Diversas opiniones genera la inminente elección como presidente del parlamento peruano, de Luis Galarreta, cuya tratectoria de furibundo opositor contrasta con la distensión abierta, bajo el paraguas neoliberal, entre su partido y el gobierno.

El tema cobra especial importancia debido a que el partido de Galarreta, Fuerza Popular (FP), tiene mayoría absoluta en el parlamento, la que ha usado, según opinión generalizada, para cercar al gobierno del presidente Pedro Pablo Kuczynski y determina que el nominado será elegido mañana en la sesión convocada para el efecto.

Tal mayoría asegura la elección de Galarreta, cuyos altisonantes ataques al ejecutivo, a la izquierda y hasta a miembros discrepantes de su propia bancada, recuerdan hoy quienes creen que es una especie de adiós al entendimiento alcanzado en un diálogo entre el mandatario y la jefa de FP, Keiko Fujimori, sobre todo en lo económico.

Kuczysnki (PPK) pidió que en el segundo año de su administración, que cumple el día 28, el Ejecutivo y el Legislativo fujimoristas trabajen juntos y sin confrontaciones.

El analista Juan Carlos Tafur señaló que la sorpresiva nominación de Galarreta es ‘una declaración de guerra anticipada’ al gobierno, pues si bien Fujimori ha aceptado apoyar con su mayoría proyectos para reactivar la crítica economía, FP ‘juega a la escopeta de dos cañones’ y el citado personaje seguirá perturbando al Ejecutivo.

Otros comentarios señalan en cambio que el inminente titular del Congreso fue nominado ‘por su obediencia plena’ a Keiko Fujimori, lo cual le permitiría ser incluso operador legislativo del entendimiento con el gobierno, alentado por políticos, empresarios y medios de prensa neoliberales.

El propio Galarreta dijo hoy, ante preguntas sobre sus beligerantes antecedentes, que entiende perfectamente que uno fue su papel como congresista y vocero de su bancada y otro el que debe desempeñar como presidente del Congreso, ‘de articulación y coordinación’.

‘Nadie quita la posibilidad que el cargo haga a la persona. Tal vez Galarreta cambie su conducta, pero si él ha ganado un concurso es el que premia a quien fue el más duro del fujimorismo con el gobierno’, comentó el analista Eduardo Dargent.

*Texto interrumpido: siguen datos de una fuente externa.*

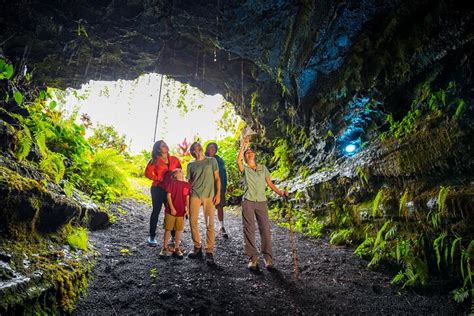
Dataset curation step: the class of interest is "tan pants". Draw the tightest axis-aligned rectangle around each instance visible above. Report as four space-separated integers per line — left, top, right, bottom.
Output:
242 199 273 260
189 197 216 253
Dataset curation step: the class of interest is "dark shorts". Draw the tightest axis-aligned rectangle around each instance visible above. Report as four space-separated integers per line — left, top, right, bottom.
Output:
216 190 227 207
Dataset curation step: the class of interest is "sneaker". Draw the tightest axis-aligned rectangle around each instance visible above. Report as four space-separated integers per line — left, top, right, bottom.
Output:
247 259 258 271
206 252 216 266
174 247 184 260
160 248 173 259
148 237 158 247
188 248 202 259
263 258 275 270
169 236 176 245
219 227 229 239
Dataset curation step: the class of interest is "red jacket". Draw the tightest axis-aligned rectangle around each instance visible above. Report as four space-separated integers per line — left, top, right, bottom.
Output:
145 156 181 190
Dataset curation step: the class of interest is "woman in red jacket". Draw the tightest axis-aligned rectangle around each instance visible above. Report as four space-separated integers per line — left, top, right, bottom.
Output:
145 140 181 247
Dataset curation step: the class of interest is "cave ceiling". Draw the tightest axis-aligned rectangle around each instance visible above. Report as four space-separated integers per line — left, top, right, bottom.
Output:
0 0 473 131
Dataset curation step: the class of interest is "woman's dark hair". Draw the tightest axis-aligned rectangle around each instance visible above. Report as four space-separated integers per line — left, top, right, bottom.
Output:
189 142 199 158
205 142 219 157
151 139 166 163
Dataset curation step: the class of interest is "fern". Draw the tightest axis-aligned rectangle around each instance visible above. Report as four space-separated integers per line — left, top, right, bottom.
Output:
451 237 462 264
438 186 450 214
15 125 33 161
433 232 448 271
398 190 408 217
372 220 392 252
385 225 398 240
372 189 383 217
40 152 66 183
329 229 352 245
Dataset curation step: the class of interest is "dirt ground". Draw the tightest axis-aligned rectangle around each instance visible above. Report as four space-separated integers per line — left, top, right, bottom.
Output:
75 200 464 315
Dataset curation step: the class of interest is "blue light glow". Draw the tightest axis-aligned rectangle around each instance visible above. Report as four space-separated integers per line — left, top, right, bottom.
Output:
344 144 356 154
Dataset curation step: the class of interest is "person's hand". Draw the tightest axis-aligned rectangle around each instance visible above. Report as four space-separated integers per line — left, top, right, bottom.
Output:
212 195 221 205
242 135 250 148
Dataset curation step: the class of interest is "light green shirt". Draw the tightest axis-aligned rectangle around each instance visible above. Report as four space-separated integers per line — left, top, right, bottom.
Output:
244 164 270 202
187 157 219 199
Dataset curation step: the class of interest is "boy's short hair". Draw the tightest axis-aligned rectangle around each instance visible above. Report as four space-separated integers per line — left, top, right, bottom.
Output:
171 168 183 179
189 142 199 158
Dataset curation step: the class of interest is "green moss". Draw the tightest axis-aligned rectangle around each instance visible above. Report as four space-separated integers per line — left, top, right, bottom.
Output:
0 166 45 192
372 189 383 217
250 92 258 113
298 165 311 180
2 224 94 314
67 227 89 250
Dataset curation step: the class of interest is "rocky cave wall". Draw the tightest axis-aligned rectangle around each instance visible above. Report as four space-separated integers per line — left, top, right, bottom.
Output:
0 0 474 312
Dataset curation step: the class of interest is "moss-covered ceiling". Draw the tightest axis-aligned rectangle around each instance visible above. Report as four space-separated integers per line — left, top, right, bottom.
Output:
0 0 473 136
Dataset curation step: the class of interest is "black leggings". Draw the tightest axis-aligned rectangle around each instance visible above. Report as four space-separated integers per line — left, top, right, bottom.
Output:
150 186 166 238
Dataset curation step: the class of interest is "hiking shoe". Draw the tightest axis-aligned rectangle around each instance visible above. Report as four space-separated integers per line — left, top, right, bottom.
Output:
263 258 275 270
147 237 158 247
247 259 258 271
188 248 202 259
206 252 216 266
219 227 229 239
174 247 184 260
160 248 173 259
169 236 176 245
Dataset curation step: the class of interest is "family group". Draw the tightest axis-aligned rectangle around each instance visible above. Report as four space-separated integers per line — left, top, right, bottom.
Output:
145 136 288 270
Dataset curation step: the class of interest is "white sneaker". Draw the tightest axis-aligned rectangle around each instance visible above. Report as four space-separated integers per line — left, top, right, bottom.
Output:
263 258 275 270
147 237 158 247
247 259 258 271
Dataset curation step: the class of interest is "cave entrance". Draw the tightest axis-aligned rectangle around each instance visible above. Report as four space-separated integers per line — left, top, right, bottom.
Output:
58 73 242 154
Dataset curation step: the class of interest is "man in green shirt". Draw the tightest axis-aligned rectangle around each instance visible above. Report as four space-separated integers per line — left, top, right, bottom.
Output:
237 136 288 270
187 142 221 265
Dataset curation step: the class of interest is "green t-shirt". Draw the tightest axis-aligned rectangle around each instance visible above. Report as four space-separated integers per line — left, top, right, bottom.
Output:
244 164 270 202
187 157 219 199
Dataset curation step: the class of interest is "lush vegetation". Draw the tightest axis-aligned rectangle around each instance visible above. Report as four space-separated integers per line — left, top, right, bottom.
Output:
0 60 146 203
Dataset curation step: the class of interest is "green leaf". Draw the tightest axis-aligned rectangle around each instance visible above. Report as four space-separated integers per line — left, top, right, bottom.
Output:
40 90 46 100
49 101 58 110
0 59 13 79
13 91 23 105
3 65 13 79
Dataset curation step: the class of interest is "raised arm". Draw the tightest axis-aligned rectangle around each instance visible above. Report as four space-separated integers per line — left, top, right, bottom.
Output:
166 193 176 216
214 169 221 205
237 136 249 172
265 176 288 196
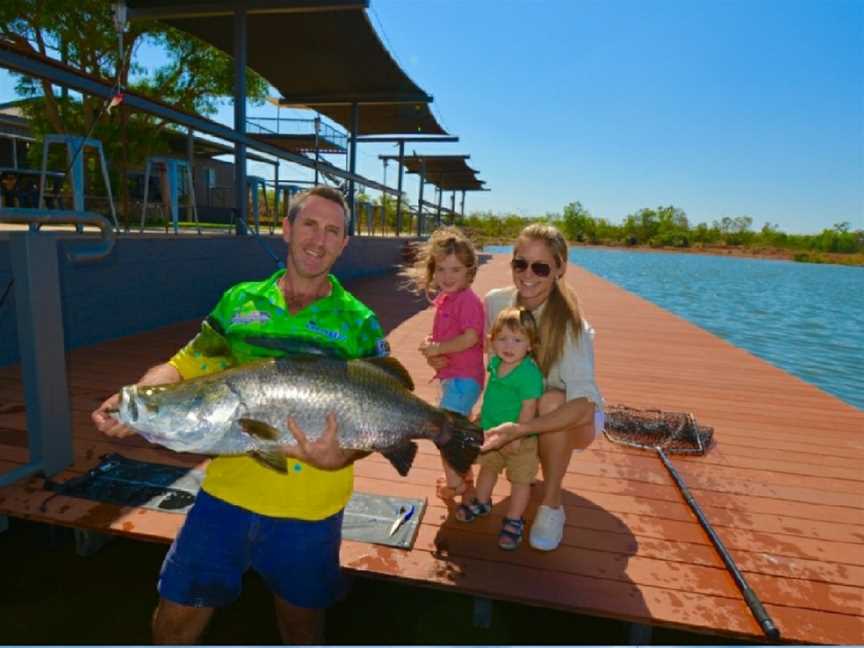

La nominación, de otro lado, puede tener efectos enervantes en el conflicto interno entre de FP, entre Keiko Fujimori y su hermano Kenji, quien reclama una reorganización partidaria por las derrotas sufridas por ella en 2006 y 2011, y cuestiona al entorno de la líder, y ha sido suspendido por 60 días por los términos de sus críticas.

Así lo señalaron los analistas Juan de la Puente, Mirko Lauer y Augusto Álvarez, al resaltar lo sorpresivo de la nominación de Galarreta, pues hasta ayer la segura candidata era Cecilia Chacón.

De la Puente señaló al respecto que el cambio puede ser consecuencia del conflicto interno, pese a que ambos se alinean con Keiko.

Otras opiniones sostienen que la nominación de Galarreta, un militante reciente, puede fortalecer el apoyo a Keiko de sectores del fujimorismo que se sienten desplazados por nuevos integrantes de FP que integran el entorno de la líder, lo que se sumaría al apoyo a Kenji del jefe histórico, Alberto Fujimori, quien cumple una condena de cárcel por crímenes de lesa humanidad.

A la jefa de FP ‘le será difícil librar dos batallas a la vez: contra el gobierno y contra su hermano’, apuntó De la Puente, mientras los escépticos insisten en que las contradicciones no son de fondo y que los hermanos comparten la herencia política del régimen de su padre.